S. Korea activists launch anti-North leaflets despite threat

S. Korea activists launch anti-North leaflets despite threat

SEOUL - A group of South Korean activists on Sunday launched tens of thousands of leaflets across the border carrying messages criticising North Korea's ruling dynasty, defying threats from Pyongyang to attack them.

Some 10 members of Fighters for Free North Korea (FFNK), a Seoul-based group of North Korean defectors, released 10 giant, gas-filled balloons carrying some 200,000 leaflets across the heavily-fortified border to the North.

The leaflets criticise the Kim dynasty including current leader Kim Jong-Un and blame them for the vast gap between the impoverished, isolated North and economically advanced South.

The latest leaflet launch came a day after the North issued angry warnings that it would "attack the source of provocation".

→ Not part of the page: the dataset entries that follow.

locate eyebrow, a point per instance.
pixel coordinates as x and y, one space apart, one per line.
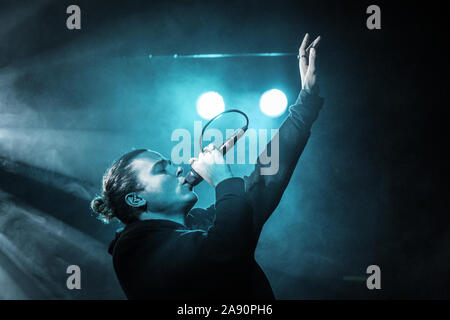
158 164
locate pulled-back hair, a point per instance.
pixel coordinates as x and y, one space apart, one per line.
118 181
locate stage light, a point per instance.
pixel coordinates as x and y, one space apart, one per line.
210 104
273 103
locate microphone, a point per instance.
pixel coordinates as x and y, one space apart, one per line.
193 178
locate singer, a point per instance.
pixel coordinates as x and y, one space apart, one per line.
167 250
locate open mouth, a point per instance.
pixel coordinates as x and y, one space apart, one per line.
185 184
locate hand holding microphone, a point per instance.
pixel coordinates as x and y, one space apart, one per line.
211 165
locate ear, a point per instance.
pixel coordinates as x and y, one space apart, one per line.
135 200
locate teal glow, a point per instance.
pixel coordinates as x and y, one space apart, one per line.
210 104
273 103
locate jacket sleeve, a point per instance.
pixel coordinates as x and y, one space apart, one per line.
267 182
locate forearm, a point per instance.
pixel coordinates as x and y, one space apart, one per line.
264 190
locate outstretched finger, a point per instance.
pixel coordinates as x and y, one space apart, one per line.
302 55
312 60
316 42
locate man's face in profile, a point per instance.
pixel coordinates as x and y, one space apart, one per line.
163 185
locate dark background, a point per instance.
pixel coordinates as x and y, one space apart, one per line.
370 188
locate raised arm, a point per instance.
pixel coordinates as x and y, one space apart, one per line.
264 186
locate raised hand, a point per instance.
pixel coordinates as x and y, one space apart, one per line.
307 65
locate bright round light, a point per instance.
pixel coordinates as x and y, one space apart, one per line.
273 102
210 104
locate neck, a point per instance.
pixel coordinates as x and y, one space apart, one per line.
177 217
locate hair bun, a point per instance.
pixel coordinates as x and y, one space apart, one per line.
101 207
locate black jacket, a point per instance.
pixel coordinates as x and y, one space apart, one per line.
213 257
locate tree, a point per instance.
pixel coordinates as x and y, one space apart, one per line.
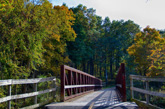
148 50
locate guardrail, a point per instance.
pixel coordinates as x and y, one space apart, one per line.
26 95
120 82
146 91
75 82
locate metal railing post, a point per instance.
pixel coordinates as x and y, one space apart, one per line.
62 83
147 96
132 93
35 90
9 93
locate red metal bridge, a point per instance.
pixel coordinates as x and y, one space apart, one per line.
80 90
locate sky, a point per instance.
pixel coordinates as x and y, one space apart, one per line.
142 12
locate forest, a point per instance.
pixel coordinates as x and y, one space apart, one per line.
36 38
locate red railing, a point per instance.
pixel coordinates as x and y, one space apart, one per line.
120 82
75 82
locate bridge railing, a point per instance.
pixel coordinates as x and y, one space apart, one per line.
145 91
75 82
120 82
34 81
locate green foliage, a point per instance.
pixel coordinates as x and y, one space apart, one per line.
148 51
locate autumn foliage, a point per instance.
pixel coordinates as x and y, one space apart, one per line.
149 52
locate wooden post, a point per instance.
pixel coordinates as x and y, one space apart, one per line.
132 93
147 96
9 92
62 83
35 90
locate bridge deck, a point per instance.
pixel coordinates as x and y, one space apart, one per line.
107 98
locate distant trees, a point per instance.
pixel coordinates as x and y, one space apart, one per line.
148 51
100 45
33 37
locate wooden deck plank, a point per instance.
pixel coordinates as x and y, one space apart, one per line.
99 99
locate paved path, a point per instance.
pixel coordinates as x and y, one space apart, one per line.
102 99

Pyongyang's official Internet website warned that Seoul would face "unpredictable consequences" if it allowed the defectors to go ahead with the launch.

The North, whose citizens are barred from accessing outside information including the Internet, has always reacted angrily to such launch of leaflets.

It made an unusual move last week by sending a rare message to the South Korean president's office, demanding an end to such anti-Pyongyang leaflets.

"Despite all the blackmail and threats, we will continue to send the letters of truth until the North's people achieve freedom," FFNK leader Park Sang-Hak said after releasing the balloons Sunday from the border city of Paju.

Seoul did not block the launch, unlike in the past when it has often stopped such events held in the wake of unusually hostile warnings from Pyongyang.

But a group of left-wing activists held a separate protest near the launch site, urging them to stop the action and accusing them of escalating tension on the peninsula.

Sunday's launch came as the Asian Games were underway in the South Korean port city of Incheon, with 150 North Korean athletes taking part.

The rare visit by North Koreans to the South came after months of tortuous negotiations between the two sides amid high military tensions.

The northerners - whose presence is a major talking point in the Games - are being guarded by hundreds of security personnel and rarely speak to the media.